Okay, well, I think I am gonna go see Dylan + Callan tomorrow. Maybe even talk to her. Who knows? I am going to go back outside and laydown under the stars. Good night. I love you. I think I do, at least.

Matt.
King Of Meh.
o.ô






Monday, December 22, 2003

Hey guys.
Today I went to Kat's Christmas party.

It amuses me, a pagan throwing a party celebrating the birth of Christ. But, you know what, Kat is cool like that.

So, at the party there was Callan. Forementioned as the girl I cared for deeply. I am afraid that I still might care deeply for her. Because tonight she did not seem afraid of me. Immediatly after those first few awkward moments when she knew I liked her, she seemed afraid of me. Like I was a creepy stalker. So, I felt bad. Because Callan is a cute, high-strung, free spirited angel. And I had made her 'fraid of me. I felt like someone who had crushed a thing of beauty. Like some evil fuck who deserved to die. Now that she doesn't seem afraid of me anymore, I find that I still really like her. But, when it comes right down to it, snowballs chance. So, I have decided that whether I think I love her or not, I just want to be her friend. Because Callan is really an awesome person, an although I cannot love her, I can be something to her. That's better than nothing, right?

I still am desperate. And what makes me want to kill myself is that I am not sure if I am desperate for her or if I am just desperate for love. I would feel bad either way. I would feel like Chris Fielding (Will Be deceptive Enough For Those Who Know Me) if I was desperate for her. I would feel like I was just using her if I was just desperate for love. So what is it? Eh? EH?! PUNK!?

I kinda want her to read this.

So I can finally find out if I really did creep her out. I like open and honest communication. That's why you can't talk back. Actually, you can't because I believe FGK would mock me.

So I can find out if I spelled her name right.

Well, later guys. And remember.

"We are living in a crazy, fucked up world, just barely floating along, waiting for a guy who walked on water once."

Matt.
King Of Meh.
o.ô

Wednesday, December 17, 2003

Wow.
Today I start blogging.
Thank you, Annie, for your suggestion; now I can embarrass myself in front of thousands of people that don't deserve my shit.
Whee.

Okay, so, for all the random creepy people out there. I'm Matt. I am 15, Male, Angry at the world, and lonely as hell. Hell is pretty damn lonely. I really don't want to know you if I can't see you at school. So fuck off.
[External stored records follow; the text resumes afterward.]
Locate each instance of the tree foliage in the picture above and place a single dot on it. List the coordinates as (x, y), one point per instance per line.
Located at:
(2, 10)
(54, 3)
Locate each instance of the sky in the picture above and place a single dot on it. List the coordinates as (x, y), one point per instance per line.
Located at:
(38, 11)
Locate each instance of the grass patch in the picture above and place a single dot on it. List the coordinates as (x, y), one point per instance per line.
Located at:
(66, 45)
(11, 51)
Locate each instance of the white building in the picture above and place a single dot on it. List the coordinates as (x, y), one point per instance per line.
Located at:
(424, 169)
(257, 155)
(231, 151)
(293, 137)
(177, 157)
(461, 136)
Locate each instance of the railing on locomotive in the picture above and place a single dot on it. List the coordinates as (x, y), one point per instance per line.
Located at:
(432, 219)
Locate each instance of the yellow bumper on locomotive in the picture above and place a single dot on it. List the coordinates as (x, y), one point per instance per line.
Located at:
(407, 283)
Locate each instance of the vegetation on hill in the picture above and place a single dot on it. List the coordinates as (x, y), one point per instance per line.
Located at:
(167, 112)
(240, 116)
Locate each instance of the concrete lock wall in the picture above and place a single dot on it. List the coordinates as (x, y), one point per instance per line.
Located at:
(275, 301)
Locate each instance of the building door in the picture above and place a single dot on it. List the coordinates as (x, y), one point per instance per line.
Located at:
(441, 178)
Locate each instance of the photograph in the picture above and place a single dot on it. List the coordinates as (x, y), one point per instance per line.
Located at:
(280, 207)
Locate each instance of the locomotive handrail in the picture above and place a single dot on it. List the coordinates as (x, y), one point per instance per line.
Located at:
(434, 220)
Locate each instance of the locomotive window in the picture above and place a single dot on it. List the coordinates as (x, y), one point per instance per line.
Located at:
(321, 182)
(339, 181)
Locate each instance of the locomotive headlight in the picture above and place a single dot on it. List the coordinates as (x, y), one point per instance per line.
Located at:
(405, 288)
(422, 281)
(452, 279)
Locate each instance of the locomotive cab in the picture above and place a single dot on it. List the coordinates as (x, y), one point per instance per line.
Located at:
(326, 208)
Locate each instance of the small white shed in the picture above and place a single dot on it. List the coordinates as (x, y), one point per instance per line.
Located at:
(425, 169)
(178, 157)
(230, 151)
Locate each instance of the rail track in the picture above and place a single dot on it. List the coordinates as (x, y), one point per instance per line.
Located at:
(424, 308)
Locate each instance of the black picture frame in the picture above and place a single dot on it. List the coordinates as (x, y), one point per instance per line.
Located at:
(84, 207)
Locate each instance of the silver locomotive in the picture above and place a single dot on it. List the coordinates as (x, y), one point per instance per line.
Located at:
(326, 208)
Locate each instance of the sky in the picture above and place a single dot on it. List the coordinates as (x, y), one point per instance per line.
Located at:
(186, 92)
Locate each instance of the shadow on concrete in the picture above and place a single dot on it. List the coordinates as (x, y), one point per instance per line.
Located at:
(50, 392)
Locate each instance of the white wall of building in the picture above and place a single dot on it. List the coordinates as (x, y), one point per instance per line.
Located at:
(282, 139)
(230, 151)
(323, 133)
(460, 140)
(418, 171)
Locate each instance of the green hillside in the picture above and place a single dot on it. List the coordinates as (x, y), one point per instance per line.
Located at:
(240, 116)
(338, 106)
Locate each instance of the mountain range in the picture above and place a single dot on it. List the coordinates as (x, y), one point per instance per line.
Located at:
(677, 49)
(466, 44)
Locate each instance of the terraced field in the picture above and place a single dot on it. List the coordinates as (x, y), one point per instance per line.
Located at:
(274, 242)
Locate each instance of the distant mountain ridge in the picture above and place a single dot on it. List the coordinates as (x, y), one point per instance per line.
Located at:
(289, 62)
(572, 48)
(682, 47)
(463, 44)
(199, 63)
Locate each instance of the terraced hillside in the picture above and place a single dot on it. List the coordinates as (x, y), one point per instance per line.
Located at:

A synopsis of the last few months of my life is as following. I started doing tech stuff for theatre, got rejected by a girl I cared for, and have been trying oh-so-hard to hate myself ever since. Although, I don't really want to hate myelf. I just do, and I'm pretty good at it too. At the same time, my grades are dropping and my parents are making my life a living hell. It sucks that I can't talk to them without them being offended. They assume my lack of success comes from lack of trying. They don't know what they are talking about. I have a broken finger, a broken spirit, and lost my pocketknife. I have probobly lost my mind too. Anyway, welcome to my blog.